意味がよくわからないまま、紫晶は電話をかけた。
ただ、このわけのわからない悲しみを、誰かに話したかったからなのだ。
「なるほど。店長が自分の部下と結婚すると聞いて、心が苦しくなったんですね」
一宮は紫晶の心をそうまとめた。
「なんでかわからないんです。別に、自分が彼と結婚したいとすごく思っていたわけじゃなくて……。でも、仕事に夢中だったから、気がつかなかったのか……」
「うんうん。そのときに心の中に浮かんだ言葉はなんですか? なんでもいいので、言ってみてください」
「え? 心の中に浮かんだ言葉……。なんでもいいんですか?」
「そう。怒りを感じたんですよね。それを『よくも…』を使って表現してみて」
紫晶は心の中のもやもやした黒い雲のような感情を言葉にしてみた。
「よくも……、よくも……」
紫晶はその言葉を言うだけで、涙があふれた。
「よくも……裏切ったな……」
(よくも裏切ったな!!)
怒りに満ちたこの言葉が、頭の中に渦巻いた。
心の半分は、この言葉が不当だとわかっている。だけど、心の中には確かにこの思いが渦巻いているのだ。
「そう、『よくも裏切ったな!』って言いたいんですよね」
一宮はやさしく受け止める。
「わかっているんです。こんなの、おかしいって。彼は別に私の恋人だったわけでもなんでもないのに……」
「うんうん。わかります。これはね、紫晶さんの心の奥に、ずっとずっと前からある思いなんですよ」
「えっ、どういうことですか?」
「これは、幼児期からの思いなんです。それが、今目の前の出来事が引き金になって、出てきたんですよ」
「え……?!」
一宮は紫晶を誘導瞑想という手法で、紫晶の心を3歳の時に戻した。
紫晶の脳裏に、そのときの自分がうっすらと浮かぶ。
それは、紫晶の妹、麻黄が生まれたときだ。
母親は自分だけのものだと思っていた。それなのに、母親がいつのまにか、別の赤ちゃんを抱いて、この上なく優しげな顔で微笑んでいるのを見た。
(よくも裏切ったな……!!!)
それが、3歳の紫晶の心の中に浮かんだ言葉だ。目に憎しみの光が浮かぶ。
まるで、自分の宇宙全体に響くように、その言葉がこだまする。
(お母さんなんか大嫌い!!!)
いや、そのときはそんな言語化はしていなかった。だから、今まで気づかなかった。
だけど、今感じている感情は、そのときのものだということが、はっきりとわかったのだ。

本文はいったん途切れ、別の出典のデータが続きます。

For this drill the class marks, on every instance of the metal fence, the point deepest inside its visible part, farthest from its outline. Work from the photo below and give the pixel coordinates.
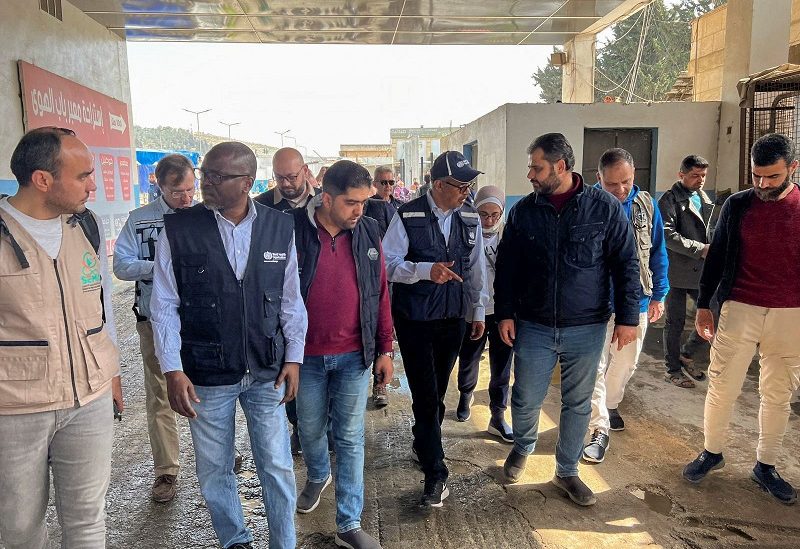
(774, 110)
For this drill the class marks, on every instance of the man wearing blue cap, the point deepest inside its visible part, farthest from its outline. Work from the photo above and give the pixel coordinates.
(434, 257)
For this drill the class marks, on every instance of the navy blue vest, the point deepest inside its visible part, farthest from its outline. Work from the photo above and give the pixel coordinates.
(426, 300)
(229, 327)
(366, 252)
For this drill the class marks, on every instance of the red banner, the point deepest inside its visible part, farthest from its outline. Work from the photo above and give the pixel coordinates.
(107, 171)
(50, 100)
(124, 166)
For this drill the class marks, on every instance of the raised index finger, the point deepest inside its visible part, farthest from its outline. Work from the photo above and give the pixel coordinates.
(453, 275)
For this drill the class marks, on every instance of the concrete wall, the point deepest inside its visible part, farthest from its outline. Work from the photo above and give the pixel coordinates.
(490, 133)
(504, 134)
(707, 56)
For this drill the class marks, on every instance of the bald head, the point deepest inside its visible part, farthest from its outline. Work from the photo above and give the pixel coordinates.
(290, 172)
(235, 154)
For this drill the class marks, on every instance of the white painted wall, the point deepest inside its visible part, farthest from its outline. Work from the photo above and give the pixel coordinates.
(77, 48)
(504, 134)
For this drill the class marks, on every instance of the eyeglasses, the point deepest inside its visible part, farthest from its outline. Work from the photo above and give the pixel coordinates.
(180, 194)
(462, 188)
(291, 178)
(216, 178)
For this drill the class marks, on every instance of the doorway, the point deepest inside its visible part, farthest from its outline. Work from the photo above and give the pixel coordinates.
(640, 142)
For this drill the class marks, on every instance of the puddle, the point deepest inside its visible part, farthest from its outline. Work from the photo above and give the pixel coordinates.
(656, 502)
(400, 384)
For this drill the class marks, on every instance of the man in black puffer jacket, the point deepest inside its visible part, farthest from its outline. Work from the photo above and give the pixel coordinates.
(562, 248)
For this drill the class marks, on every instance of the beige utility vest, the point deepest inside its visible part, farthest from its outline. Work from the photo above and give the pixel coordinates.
(54, 352)
(642, 221)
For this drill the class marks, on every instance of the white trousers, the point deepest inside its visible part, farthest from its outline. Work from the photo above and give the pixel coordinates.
(613, 372)
(742, 328)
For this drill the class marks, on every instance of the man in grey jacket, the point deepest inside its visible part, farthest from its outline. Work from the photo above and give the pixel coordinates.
(686, 210)
(134, 254)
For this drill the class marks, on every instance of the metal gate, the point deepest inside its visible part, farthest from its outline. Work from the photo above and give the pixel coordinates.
(770, 105)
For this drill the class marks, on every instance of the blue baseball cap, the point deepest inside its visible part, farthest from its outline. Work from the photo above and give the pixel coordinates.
(453, 164)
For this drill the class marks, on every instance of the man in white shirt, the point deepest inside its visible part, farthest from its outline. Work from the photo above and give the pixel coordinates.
(58, 358)
(434, 257)
(134, 255)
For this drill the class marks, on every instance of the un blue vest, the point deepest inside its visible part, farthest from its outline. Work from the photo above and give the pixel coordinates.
(229, 327)
(426, 300)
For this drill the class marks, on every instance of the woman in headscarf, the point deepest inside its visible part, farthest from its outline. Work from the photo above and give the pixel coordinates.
(490, 203)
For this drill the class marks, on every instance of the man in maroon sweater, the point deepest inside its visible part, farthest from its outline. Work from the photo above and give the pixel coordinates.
(343, 282)
(754, 265)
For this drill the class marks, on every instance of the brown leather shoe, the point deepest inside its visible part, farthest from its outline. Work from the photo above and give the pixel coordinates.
(164, 488)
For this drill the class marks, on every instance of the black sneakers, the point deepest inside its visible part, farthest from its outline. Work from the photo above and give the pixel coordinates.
(434, 493)
(514, 466)
(615, 421)
(770, 481)
(575, 489)
(464, 403)
(595, 451)
(702, 465)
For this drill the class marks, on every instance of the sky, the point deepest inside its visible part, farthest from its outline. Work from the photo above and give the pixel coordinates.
(326, 95)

紫晶の心の中には過去の自分と現在の自分が同居していた。
過去の母親と紫晶と妹の関係が、まるで今、店長と自分と綾乃に乗り移ったかのように感じていたのだ。
現在の自分はこの不思議さに驚いてる。
「……びっくりです。私が今感じている悔しさや悲しさは、もう20年以上も前の感情ってことですか?」
「そうなんです。それが似たような関係性で、今引き出されたんですね。大丈夫ですよ。これは『修正』できますから」
一宮はそう言って、修正のプロセスに移った。それは、3歳の自分と、現在の24歳の自分が対話する、というやり方だ。

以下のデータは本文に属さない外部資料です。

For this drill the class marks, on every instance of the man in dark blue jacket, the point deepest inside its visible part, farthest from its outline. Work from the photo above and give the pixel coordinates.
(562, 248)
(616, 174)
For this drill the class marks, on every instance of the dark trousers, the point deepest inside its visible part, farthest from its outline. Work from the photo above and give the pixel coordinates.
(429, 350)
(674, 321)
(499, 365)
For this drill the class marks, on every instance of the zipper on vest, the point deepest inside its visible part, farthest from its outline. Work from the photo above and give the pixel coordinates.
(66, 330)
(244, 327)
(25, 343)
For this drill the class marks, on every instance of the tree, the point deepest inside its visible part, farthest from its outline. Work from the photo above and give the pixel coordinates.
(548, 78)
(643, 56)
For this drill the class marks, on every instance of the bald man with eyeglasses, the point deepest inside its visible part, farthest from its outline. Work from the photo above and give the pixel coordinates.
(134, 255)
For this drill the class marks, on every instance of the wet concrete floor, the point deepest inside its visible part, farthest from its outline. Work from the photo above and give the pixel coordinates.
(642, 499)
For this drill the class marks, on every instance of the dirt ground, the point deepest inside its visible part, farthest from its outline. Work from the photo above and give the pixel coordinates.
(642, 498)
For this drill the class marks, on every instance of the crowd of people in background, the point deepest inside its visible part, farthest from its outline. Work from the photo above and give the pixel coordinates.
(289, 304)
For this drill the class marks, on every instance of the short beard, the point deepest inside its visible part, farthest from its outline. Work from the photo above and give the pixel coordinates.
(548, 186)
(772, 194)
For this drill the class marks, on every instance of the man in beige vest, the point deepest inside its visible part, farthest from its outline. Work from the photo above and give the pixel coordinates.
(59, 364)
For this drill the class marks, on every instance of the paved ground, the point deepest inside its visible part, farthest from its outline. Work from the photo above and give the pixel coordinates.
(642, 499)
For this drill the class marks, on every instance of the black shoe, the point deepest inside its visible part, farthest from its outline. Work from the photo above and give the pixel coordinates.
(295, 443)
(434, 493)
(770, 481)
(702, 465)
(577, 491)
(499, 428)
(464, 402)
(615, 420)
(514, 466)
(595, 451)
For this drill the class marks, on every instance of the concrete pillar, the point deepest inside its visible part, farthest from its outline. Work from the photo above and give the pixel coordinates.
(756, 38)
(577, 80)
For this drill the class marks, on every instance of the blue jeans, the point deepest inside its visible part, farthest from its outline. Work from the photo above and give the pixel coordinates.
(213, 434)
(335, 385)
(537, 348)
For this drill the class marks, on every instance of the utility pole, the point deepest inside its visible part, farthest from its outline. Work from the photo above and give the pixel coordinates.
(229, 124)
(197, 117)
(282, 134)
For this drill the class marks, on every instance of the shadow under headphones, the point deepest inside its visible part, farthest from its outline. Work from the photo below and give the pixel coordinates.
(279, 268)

「お母さんはあなたが嫌いになったから、妹を生んだんじゃないのよ。あなたがかわいいから、もう1人子供が欲しくなったの。お母さんはあなたに妹を与えたかったの。妹はあなたの親友になるために生まれてきたのよ」
一宮はどのように会話するかの手本を見せた。
イメージの中で、現在の自分が3歳の自分に、そう言ってやるのだ。
だが、紫晶はただただ涙が出て、それを聞いているだけだ。
現在の自分はどこにもいなくなり、3歳の自分だけが存在していた。
(ほんとなの? そうなの?)
その子はそう何度もつぶやいた。
(私のこと、嫌いになったんじゃないの? どうしてもうそばにいてくれないの?)
(こんなにも深い思い……。こんなところにとんでもない爆弾のような怒りと悲しみがあった……)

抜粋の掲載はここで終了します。